M Pelletier ne voulant plus revendre cette avenue, le maire soumet au conseil la nécessité de procéder par voie d'expropriation pour cause d'utilité publique. Le sieur Lequeux, architecte de l'arrondissement, estime le terrain à 1.226 F, y compris les arbres existants". Le conseil donne son accord et vote le crédit. Par acte du 28 décembre 1837, par devant Maître Formont, notaire à Boulogne, le sieur Lepelletier cède à la commune d'Auteuil l'avenue de Passy pour le prix de 1.725 F plus 297,22 F de frais d'acte. Le 1er février 1838, Brechemin fait adopter par le conseil municipal d'Auteuil l'abattage d'arbres pour assainir cette avenue : "
- des deux côtés depuis la rue de la fontaine jusqu'à la demi lune de Boulainvilliers : 30 ormes et 21 trembles,
- sur la demi lune et la partie dépendante d'Auteuil : 5 ormes
le tout vendu sur pied 320 F, sous condition d'enlever les souches et de reboucher les trous."

Cette anecdote prouve que la rue Berton, anciennement rue Basse puis rue du Roc lorsque l'actuelle rue Raynouard changea son nom de rue Haute en rue Basse, ne faisait pas partie d'Auteuil mais était totalement intégrée dans Passy. Auteuil s'arrêtait à l'angle de la rue de la Fontaine et de la rue de Boulainvilliers (château du seigneur de Passy), qui correspond à peu près aujourd'hui à la place du docteur Georges Hayem (nom donné en 1935 en hommage à ce professeur de thérapeutique et de médecine médicale, sans doute à cause de la proximité de la rue du docteur Germain Sée). Il nous faut donc, très humblement, regarder la fameuse borne de la rue Berton, qui marquerait la séparation entre les seigneuries d'Auteuil et de Passy, comme une simple borne limitant l'accès des charrettes à cette voie fort étroite. Il est en effet fort peu concevable d'imaginer que le château de Passy se fût trouvé, au moins pour une partie de ses jardins, sous la dépendance des Génovéfains, seigneurs d'Auteuil.

Un autre document renforce cette analyse, c'est Passy publié par Jacques-Emile Blanche en 1928. Le fils du célèbre aliéniste Emile Blanche, qui hébergeait ses "agités" dans l'hôtel de Lamballe, aujourd'hui ambassade de Turquie, y rapporte ses souvenirs de Passyssien et non d'Auteuillois car la maison familiale, l'hôtel de Lamballe qui fait face à la borne de la rue Berton, était dépendante de la paroisse Notre-Dame de Grâce de Passy et non de celle d'Auteuil. Il précise page 26 : "La borne qui désignait la limite des deux communes était au-dessous de l'intersection des rues Raynouard et du Ranelagh, près de la rue de Boulainvilliers, au bas de ce qui fut - autant que nous le pouvons déduire - le parc du château de Passy, construit en 1678." Cela placerait cette fameuse borne non loin de la place Clément Ader, et plus sûrement sur l'emplacement de la Maison de Radio France.

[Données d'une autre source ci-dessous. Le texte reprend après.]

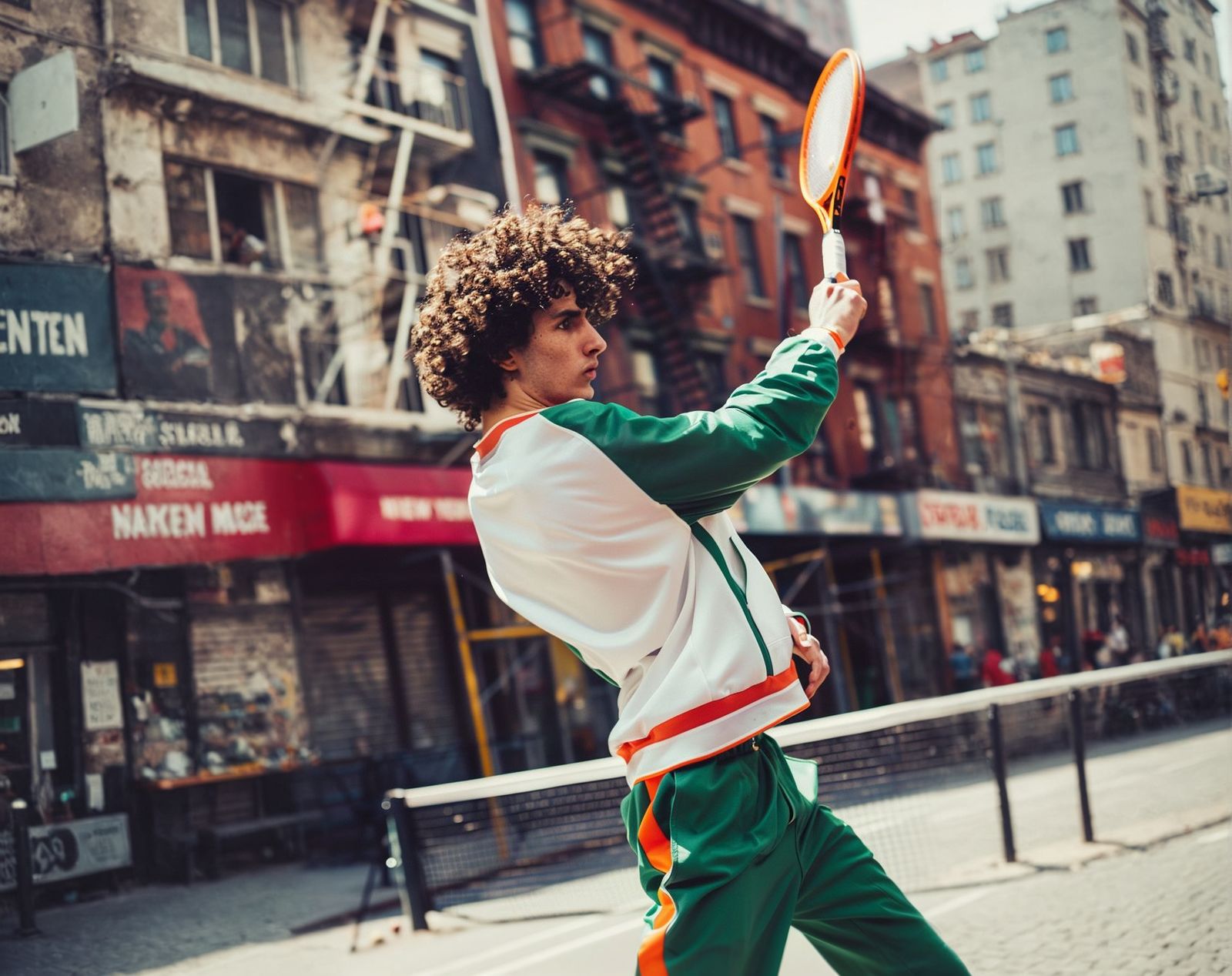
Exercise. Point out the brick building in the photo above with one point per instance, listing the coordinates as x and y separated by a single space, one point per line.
685 129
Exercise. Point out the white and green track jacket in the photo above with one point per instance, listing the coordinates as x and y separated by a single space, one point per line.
610 530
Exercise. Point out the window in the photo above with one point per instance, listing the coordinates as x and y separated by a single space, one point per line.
1155 450
986 158
911 207
598 47
1090 435
244 209
253 36
981 108
1080 254
551 179
751 266
1039 434
1072 197
725 119
5 143
525 48
774 152
663 82
991 213
928 306
998 264
962 276
794 250
955 223
952 168
866 419
1164 290
1066 139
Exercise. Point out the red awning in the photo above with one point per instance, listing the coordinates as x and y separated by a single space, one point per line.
216 510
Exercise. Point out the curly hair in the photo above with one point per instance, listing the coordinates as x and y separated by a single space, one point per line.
480 299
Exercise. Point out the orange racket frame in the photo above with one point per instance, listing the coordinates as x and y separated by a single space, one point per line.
829 205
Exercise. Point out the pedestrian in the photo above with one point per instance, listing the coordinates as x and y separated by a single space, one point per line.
962 670
610 530
1049 664
997 670
1118 642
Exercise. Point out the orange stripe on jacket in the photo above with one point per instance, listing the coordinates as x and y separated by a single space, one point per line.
710 711
658 853
488 441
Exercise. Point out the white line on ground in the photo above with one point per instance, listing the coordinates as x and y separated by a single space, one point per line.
585 941
505 948
954 904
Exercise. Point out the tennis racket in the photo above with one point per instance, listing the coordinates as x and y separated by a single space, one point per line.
827 147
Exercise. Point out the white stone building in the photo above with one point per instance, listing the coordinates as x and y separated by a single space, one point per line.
1065 188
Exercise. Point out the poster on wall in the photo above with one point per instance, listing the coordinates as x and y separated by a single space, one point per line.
176 336
100 695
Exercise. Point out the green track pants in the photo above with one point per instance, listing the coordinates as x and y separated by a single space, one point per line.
732 855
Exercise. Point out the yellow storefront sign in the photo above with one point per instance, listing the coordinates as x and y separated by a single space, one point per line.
1204 510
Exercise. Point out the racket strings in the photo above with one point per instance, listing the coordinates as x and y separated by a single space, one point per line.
829 129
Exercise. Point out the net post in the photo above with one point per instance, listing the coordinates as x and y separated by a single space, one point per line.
404 861
1078 738
998 760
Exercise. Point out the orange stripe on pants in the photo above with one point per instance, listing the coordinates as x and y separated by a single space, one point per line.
658 853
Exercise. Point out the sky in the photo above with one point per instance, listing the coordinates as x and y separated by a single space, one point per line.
884 28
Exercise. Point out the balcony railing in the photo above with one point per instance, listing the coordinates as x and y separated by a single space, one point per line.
420 92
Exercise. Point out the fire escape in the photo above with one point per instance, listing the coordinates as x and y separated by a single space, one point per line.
638 121
1167 90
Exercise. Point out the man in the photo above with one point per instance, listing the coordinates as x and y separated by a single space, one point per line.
610 530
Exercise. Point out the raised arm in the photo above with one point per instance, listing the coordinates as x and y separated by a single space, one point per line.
700 463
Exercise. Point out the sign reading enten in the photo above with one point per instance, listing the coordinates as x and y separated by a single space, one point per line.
1094 523
973 518
55 329
1204 510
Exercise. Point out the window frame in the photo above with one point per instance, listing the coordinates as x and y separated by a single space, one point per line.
290 41
731 132
287 262
755 282
1069 127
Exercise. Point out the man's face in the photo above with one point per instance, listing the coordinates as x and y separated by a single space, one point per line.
562 356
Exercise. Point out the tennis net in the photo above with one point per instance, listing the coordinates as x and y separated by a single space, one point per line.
913 779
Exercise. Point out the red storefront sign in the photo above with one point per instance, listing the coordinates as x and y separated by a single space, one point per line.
215 510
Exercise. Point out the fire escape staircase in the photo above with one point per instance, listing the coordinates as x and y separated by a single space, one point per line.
634 117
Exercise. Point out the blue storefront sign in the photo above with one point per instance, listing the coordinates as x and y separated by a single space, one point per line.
63 475
55 329
775 510
1080 523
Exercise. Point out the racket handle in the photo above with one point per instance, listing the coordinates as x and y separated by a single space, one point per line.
833 256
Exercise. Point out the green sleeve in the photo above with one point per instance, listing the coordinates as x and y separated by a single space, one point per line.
701 463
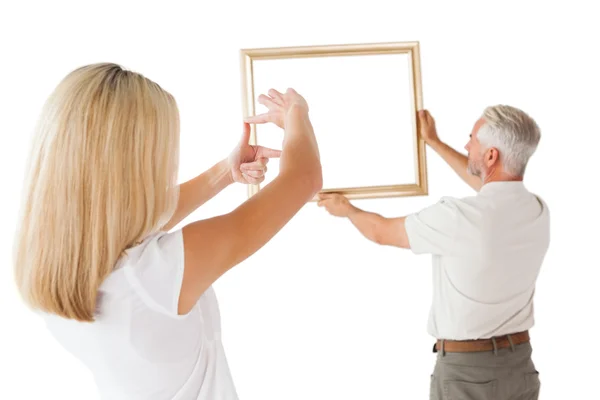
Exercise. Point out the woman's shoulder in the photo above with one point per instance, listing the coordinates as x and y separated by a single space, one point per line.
152 271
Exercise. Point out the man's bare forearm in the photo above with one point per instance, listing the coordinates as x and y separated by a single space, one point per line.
458 162
367 223
197 191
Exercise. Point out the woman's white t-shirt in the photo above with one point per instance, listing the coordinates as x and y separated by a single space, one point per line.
139 347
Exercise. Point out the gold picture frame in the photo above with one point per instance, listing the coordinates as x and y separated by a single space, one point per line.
249 58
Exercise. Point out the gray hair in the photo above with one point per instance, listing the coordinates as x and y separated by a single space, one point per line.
514 133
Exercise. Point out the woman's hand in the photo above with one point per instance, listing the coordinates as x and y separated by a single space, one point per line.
247 163
278 105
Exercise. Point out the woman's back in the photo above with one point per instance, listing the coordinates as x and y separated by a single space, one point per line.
138 347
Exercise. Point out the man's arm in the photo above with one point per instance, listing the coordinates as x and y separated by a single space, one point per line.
381 230
457 161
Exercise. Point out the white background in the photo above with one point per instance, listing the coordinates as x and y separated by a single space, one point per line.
321 313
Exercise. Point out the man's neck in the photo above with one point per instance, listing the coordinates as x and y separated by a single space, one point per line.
501 176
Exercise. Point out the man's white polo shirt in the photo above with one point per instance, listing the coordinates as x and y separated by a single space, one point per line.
487 252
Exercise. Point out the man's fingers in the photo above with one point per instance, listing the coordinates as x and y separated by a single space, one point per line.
252 180
258 165
276 96
258 119
246 133
267 101
267 153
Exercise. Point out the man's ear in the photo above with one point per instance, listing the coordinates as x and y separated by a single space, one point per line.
492 156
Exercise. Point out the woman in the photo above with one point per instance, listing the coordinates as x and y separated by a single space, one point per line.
93 252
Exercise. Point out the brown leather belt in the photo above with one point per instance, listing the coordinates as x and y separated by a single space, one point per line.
466 346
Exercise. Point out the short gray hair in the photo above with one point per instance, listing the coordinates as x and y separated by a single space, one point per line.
514 133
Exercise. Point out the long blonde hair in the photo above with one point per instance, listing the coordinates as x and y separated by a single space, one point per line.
101 177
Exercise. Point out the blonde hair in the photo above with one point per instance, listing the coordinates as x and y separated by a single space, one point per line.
101 177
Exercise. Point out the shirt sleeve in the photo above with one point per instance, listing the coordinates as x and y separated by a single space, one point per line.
432 230
155 271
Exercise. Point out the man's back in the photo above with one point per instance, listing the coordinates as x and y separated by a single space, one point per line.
487 253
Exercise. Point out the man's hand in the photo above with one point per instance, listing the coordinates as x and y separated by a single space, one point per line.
278 105
336 204
247 163
427 128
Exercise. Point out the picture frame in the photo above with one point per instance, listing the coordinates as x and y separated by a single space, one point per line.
356 73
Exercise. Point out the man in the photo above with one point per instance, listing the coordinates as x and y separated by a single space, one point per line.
487 251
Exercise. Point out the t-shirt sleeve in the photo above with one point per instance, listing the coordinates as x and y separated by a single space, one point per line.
432 230
155 271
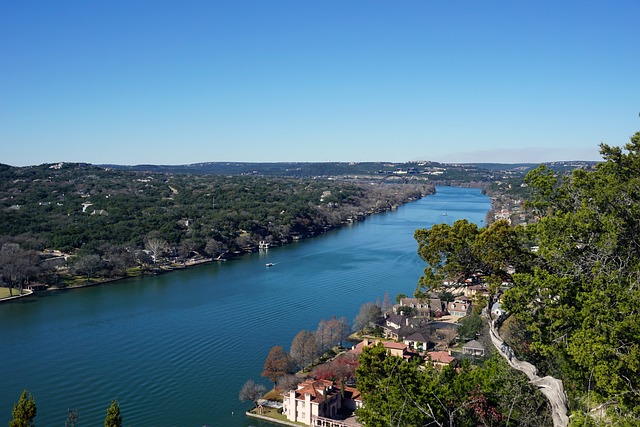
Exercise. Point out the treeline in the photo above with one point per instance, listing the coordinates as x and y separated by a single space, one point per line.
25 410
573 288
114 214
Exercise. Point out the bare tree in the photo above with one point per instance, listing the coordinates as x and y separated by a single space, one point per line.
252 391
156 246
17 266
367 316
304 348
88 265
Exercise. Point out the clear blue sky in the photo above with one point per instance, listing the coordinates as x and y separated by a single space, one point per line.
179 82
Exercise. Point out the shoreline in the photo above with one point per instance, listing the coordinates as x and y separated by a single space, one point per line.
222 258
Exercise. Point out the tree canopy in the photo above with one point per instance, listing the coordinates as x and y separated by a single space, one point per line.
400 393
114 417
578 292
277 364
24 411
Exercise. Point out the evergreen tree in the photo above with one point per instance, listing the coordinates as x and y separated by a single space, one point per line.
113 418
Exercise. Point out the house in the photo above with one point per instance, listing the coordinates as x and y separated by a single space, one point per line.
497 310
417 341
473 290
421 307
460 307
473 348
318 401
393 325
440 359
393 348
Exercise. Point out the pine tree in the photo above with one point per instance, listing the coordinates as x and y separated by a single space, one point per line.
114 418
24 411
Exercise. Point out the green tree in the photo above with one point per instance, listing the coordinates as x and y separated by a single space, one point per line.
470 326
304 348
113 418
24 411
579 300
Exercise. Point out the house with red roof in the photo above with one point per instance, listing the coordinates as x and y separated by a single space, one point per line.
440 359
318 402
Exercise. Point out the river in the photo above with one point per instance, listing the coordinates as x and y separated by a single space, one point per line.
175 349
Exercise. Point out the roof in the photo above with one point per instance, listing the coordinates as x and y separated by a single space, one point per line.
473 344
417 336
439 357
396 319
316 388
394 345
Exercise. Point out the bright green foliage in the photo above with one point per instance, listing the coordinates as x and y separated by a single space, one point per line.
454 253
581 301
470 326
114 418
24 411
400 393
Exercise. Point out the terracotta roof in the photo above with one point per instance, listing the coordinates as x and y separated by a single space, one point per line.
417 336
473 344
439 357
394 345
315 388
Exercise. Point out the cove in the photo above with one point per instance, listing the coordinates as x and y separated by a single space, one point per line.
175 349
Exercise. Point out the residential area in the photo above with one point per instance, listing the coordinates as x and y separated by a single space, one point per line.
442 330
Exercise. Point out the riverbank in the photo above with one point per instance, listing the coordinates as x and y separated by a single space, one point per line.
169 266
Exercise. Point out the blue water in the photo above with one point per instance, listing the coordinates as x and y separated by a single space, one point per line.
175 349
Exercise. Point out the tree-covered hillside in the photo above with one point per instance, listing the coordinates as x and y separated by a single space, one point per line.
572 277
72 206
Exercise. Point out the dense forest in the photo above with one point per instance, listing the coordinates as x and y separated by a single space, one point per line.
569 283
112 220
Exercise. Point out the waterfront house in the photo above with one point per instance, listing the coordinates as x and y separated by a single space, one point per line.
440 359
417 341
431 306
460 307
394 326
319 402
393 348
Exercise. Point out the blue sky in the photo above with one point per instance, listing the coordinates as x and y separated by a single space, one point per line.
161 82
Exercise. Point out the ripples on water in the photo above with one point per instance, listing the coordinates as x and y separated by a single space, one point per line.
175 349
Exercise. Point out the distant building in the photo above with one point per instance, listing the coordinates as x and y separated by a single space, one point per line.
460 307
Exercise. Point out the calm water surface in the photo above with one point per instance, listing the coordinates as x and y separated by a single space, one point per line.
175 349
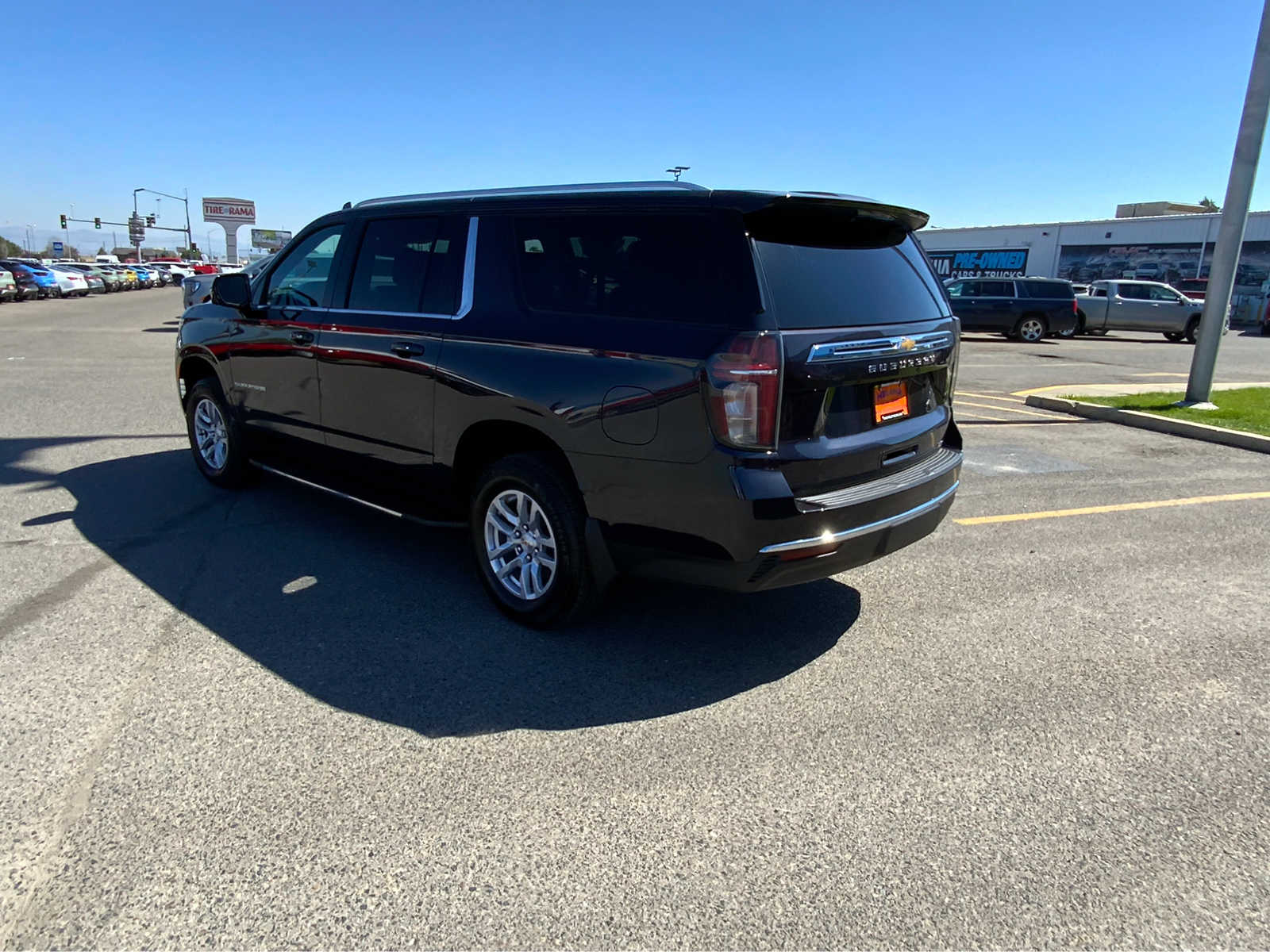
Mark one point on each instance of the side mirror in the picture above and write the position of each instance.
(233, 291)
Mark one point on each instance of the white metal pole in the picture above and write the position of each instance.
(1235, 219)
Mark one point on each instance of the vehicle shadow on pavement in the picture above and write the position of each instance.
(387, 620)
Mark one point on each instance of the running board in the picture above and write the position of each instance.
(435, 524)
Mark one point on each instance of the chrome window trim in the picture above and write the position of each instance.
(469, 286)
(829, 539)
(879, 347)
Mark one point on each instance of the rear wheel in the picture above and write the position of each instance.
(1030, 329)
(529, 536)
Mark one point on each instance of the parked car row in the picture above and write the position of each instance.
(25, 278)
(1030, 309)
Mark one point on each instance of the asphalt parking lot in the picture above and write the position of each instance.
(270, 719)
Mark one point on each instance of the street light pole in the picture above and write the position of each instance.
(1235, 219)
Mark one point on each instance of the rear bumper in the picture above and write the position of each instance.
(859, 545)
(710, 528)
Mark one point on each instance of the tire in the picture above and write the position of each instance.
(1030, 329)
(531, 488)
(207, 414)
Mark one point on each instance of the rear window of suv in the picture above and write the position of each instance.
(1051, 290)
(838, 268)
(654, 267)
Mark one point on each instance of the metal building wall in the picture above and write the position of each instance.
(1045, 240)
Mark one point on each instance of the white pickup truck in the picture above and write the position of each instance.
(1138, 305)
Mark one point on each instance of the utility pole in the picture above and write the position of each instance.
(1235, 219)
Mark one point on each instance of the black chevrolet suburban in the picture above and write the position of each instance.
(1022, 309)
(732, 389)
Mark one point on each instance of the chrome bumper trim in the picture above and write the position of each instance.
(930, 469)
(891, 520)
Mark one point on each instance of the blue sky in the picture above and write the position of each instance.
(976, 112)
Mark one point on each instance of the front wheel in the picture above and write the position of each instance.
(529, 536)
(1030, 329)
(214, 437)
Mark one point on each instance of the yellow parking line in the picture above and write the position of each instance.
(1003, 397)
(1000, 409)
(1117, 508)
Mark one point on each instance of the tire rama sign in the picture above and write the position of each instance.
(234, 211)
(230, 213)
(973, 263)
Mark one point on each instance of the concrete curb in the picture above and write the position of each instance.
(1151, 422)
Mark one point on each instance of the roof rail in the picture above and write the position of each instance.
(660, 186)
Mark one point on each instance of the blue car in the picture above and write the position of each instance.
(46, 285)
(146, 278)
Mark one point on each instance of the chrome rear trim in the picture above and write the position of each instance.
(880, 347)
(829, 539)
(930, 469)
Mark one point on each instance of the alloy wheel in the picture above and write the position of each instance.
(211, 435)
(520, 545)
(1032, 329)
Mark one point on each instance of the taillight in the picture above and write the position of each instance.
(743, 384)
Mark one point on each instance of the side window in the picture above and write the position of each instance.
(660, 267)
(300, 281)
(393, 264)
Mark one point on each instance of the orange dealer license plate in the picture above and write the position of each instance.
(891, 401)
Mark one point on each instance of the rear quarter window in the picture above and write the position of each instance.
(1051, 290)
(667, 267)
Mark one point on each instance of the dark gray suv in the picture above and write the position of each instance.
(733, 389)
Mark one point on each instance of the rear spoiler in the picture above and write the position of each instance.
(749, 202)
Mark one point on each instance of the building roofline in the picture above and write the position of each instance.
(1083, 221)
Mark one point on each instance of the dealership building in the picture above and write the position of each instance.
(1141, 244)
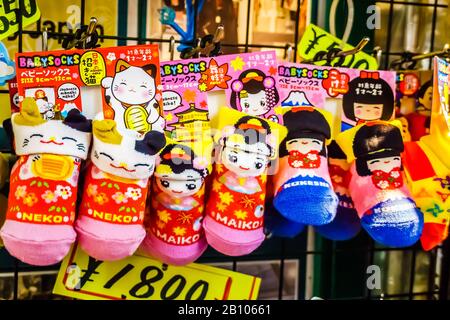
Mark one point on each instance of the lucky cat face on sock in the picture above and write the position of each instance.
(384, 164)
(134, 85)
(34, 135)
(126, 154)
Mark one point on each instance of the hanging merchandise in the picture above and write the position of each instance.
(7, 66)
(235, 208)
(189, 87)
(389, 214)
(302, 185)
(427, 167)
(346, 224)
(44, 181)
(413, 101)
(167, 17)
(127, 75)
(111, 214)
(352, 96)
(175, 233)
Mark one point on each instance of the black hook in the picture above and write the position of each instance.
(85, 37)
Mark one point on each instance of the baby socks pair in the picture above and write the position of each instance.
(174, 224)
(302, 185)
(377, 187)
(111, 214)
(234, 222)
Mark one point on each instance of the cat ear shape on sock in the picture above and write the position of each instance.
(34, 135)
(125, 153)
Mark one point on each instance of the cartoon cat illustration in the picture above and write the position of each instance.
(131, 95)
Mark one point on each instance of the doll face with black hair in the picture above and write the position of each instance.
(367, 111)
(246, 160)
(184, 184)
(368, 99)
(386, 164)
(255, 104)
(304, 145)
(254, 92)
(425, 99)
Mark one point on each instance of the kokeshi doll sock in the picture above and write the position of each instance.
(303, 189)
(377, 186)
(346, 224)
(43, 184)
(279, 226)
(110, 222)
(175, 233)
(234, 222)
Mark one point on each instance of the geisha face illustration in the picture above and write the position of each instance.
(255, 104)
(254, 93)
(304, 145)
(184, 184)
(386, 164)
(368, 112)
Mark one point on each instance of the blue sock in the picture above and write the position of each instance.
(391, 228)
(307, 200)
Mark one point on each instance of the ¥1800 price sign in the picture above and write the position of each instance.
(139, 277)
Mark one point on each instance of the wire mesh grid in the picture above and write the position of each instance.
(328, 273)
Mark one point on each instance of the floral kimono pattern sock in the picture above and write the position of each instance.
(43, 183)
(110, 222)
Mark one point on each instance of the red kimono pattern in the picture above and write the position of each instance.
(232, 207)
(113, 199)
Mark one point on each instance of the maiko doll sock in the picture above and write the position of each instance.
(234, 222)
(43, 184)
(346, 224)
(377, 186)
(110, 222)
(303, 190)
(174, 228)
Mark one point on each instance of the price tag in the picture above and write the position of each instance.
(317, 42)
(9, 15)
(141, 278)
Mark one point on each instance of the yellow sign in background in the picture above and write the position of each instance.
(141, 278)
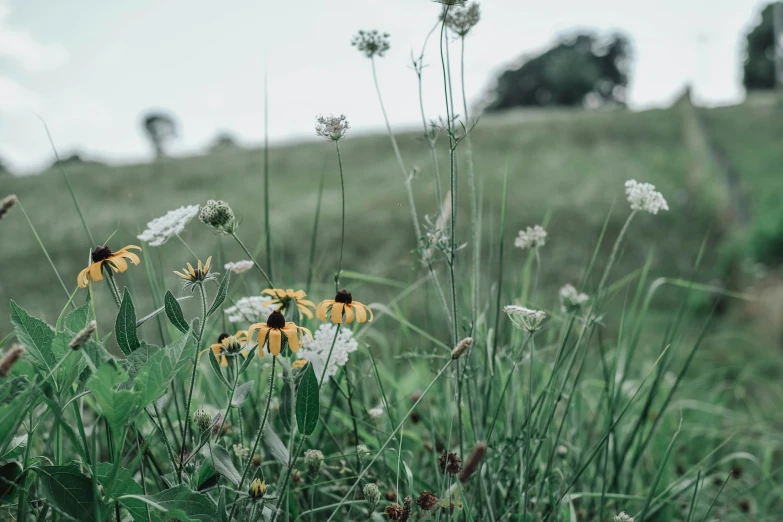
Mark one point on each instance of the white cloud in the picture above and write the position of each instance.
(20, 46)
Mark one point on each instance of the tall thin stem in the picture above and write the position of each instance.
(258, 439)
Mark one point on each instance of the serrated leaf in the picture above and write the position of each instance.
(174, 312)
(241, 393)
(36, 336)
(220, 460)
(125, 325)
(221, 295)
(161, 368)
(307, 402)
(68, 489)
(182, 503)
(275, 446)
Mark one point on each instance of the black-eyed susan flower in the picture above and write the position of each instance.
(343, 306)
(274, 331)
(196, 276)
(230, 346)
(285, 298)
(115, 260)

Je pense vraiment que ces documents prouvent que la borne de la rue Berton n'était pas la séparation des deux communes et que la petite plaque commémorative a été posée avec trop de hâte. Mais que de légendes à raconter lorsque l'on passe avec quelques visiteurs de notre arrondissement dans cette si exceptionnelle rue Berton! Amis lecteurs je vous livre ici mon intime conviction ; mais faut-il pour autant détruire les rêves de tous ceux qui empruntent cette rue ? Laissons cette précision aux seuls chercheurs, aux seuls historiens pointilleux, aux seuls habitants d'Auteuil et de Passy, et pardonnez-moi de ne point lancer de pétition ou de croisade pour la suppression, sinon de la borne, du moins de l'inscription erronée qui la domine. Quand le rêve est sublime il ne faut pas le détruire, même avec quelques actes officiels, du moins tant que cela ne met pas en cause la sécurité publique et l'avenir du monde.